Dans le cadre de leurs activités, les opérateurs doivent récupérer une donnée fiable et complète en amont de leurs opérations afin d’assurer le respect de leurs obligations déclaratives à l’importation ou à l’exportation, au titre de réglementations diverses : les biens à double usage (BDU), l’origine des marchandises importées ou encore le Mécanisme d’Ajustement Carbone aux Frontières (MACF), la déforestation importée (EUDR), le travail forcé et la responsabilité élargie du producteur (REP). En effet, 360 réglementations sectorielles environ peuvent impacter les opérations douanières.

Or, la circulation de l’information au sein même de l’entreprise est imparfaite. En pratique, il n’est pas rare de constater que chaque service reste maître de sa donnée et de la réglementation à laquelle il est soumis et que l’information ne circule pas ou de façon peu fluide entre ces différents services alors qu’une même donnée pourrait être nécessaire à plusieurs de ces services. La donnée est ainsi souvent redondante et les obligations se superposent sans interopérabilité.

Cette fragmentation a des effets tangibles en termes de fiabilité et cohérence de l’information traitée et impacte également le temps de traitement de l’information. Une étude stratégique en vue de l’intégration de la donnée au sein du système d’information interne ainsi que la rationalisation de la gestion des informations disponibles est désormais indispensable, l’IA pouvant par ailleurs être un outil d’aide précieux dans ce cadre.

L’IA : un outil d’aide tant pour les opérateurs que les autorités douanières

Tout d’abord, la qualité de la donnée est indispensable à sa bonne gestion. Pour ce faire, certains opérateurs ont recours à l’IA afin de les aider à déterminer les éléments douaniers devant être déclarés aux autorités. Elle permet par exemple de faciliter le classement tarifaire des marchandises, notamment lors de classement en masse de grande quantité de marchandises, sur la base de fiches techniques fournies par la Société ainsi que des textes réglementaires applicables et les rescrits publiés par les autorités. Des outils peuvent également aider à déterminer l’origine préférentielle ou la valeur en douane des marchandises.

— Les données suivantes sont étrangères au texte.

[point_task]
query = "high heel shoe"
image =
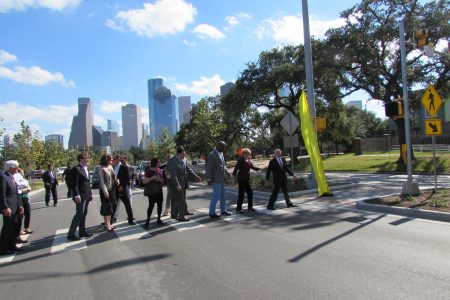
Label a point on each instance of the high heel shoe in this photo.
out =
(108, 229)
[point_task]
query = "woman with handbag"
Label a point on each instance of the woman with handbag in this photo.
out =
(154, 181)
(106, 189)
(242, 172)
(25, 188)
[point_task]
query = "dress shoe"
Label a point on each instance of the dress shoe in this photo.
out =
(17, 249)
(7, 252)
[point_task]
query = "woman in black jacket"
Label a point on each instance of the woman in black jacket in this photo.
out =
(242, 170)
(154, 176)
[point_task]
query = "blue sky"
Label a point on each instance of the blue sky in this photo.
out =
(54, 51)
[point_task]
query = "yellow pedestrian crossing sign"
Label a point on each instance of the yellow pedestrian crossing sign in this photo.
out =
(433, 127)
(431, 100)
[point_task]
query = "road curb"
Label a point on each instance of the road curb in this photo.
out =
(403, 211)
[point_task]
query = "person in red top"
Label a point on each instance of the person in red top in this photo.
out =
(242, 171)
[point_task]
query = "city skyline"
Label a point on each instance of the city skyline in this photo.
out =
(51, 54)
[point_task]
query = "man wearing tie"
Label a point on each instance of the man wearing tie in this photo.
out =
(216, 172)
(10, 207)
(124, 176)
(278, 166)
(178, 183)
(82, 194)
(50, 183)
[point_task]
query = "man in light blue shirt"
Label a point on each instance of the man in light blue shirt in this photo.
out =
(216, 172)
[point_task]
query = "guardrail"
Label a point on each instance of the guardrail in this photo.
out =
(425, 148)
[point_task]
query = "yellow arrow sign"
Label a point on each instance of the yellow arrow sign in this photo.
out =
(433, 127)
(431, 100)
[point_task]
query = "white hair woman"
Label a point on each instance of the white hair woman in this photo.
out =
(242, 171)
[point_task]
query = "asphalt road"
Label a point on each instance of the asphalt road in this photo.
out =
(322, 249)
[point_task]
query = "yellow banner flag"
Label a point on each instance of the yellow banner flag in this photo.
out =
(310, 139)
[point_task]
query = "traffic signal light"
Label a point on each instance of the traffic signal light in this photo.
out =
(394, 108)
(422, 37)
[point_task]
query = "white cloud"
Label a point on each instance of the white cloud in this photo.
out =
(60, 5)
(205, 86)
(232, 20)
(34, 76)
(205, 31)
(100, 121)
(112, 106)
(6, 57)
(13, 113)
(289, 29)
(188, 43)
(162, 18)
(236, 19)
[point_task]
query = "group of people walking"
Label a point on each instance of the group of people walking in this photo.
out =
(15, 207)
(115, 181)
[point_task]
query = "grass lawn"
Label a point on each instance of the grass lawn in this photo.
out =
(381, 163)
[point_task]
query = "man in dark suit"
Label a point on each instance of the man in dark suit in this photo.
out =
(82, 194)
(10, 207)
(124, 177)
(50, 184)
(178, 183)
(279, 167)
(66, 178)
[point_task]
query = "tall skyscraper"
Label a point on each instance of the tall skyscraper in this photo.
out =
(163, 109)
(55, 137)
(110, 139)
(6, 140)
(112, 125)
(225, 89)
(184, 109)
(97, 136)
(81, 131)
(131, 126)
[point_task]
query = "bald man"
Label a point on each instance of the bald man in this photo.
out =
(279, 168)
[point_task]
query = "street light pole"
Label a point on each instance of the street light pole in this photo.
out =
(409, 187)
(309, 75)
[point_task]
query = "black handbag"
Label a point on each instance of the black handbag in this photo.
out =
(106, 209)
(151, 188)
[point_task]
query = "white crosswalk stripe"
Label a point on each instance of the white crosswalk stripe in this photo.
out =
(62, 244)
(126, 232)
(9, 258)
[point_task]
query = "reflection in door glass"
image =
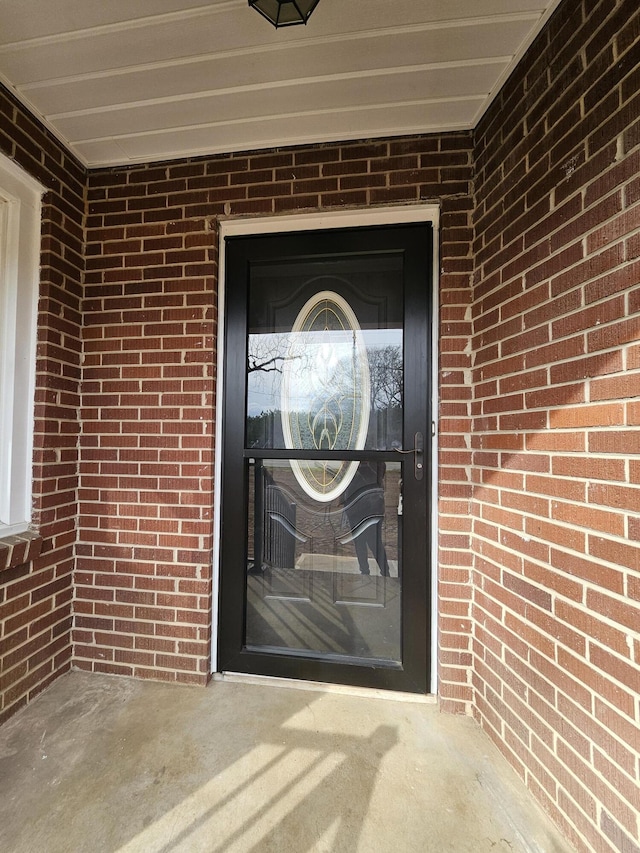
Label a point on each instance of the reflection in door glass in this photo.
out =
(267, 356)
(324, 578)
(325, 355)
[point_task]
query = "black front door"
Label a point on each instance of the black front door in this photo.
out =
(326, 457)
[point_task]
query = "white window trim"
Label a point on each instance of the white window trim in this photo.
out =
(20, 217)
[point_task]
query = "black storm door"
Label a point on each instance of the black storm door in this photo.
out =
(325, 539)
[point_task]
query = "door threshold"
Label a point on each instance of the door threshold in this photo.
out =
(325, 687)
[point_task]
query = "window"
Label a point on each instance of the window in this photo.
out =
(20, 206)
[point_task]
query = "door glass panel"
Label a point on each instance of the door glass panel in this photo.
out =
(324, 576)
(325, 359)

L’IA peut également être utilisée pour rationaliser les opérations, automatiser des tâches répétitives ou identifier des risques, par exemple en mettant en évidence des factures complémentaires de frais de transport qui n’auraient pas été prises en compte au moment de l’importation, en rappelant les licences nécessaires aux opérations douanières envisagées ou encore en identifiant des informations déjà disponibles au sein du système d’information pouvant également être servies à différentes fins.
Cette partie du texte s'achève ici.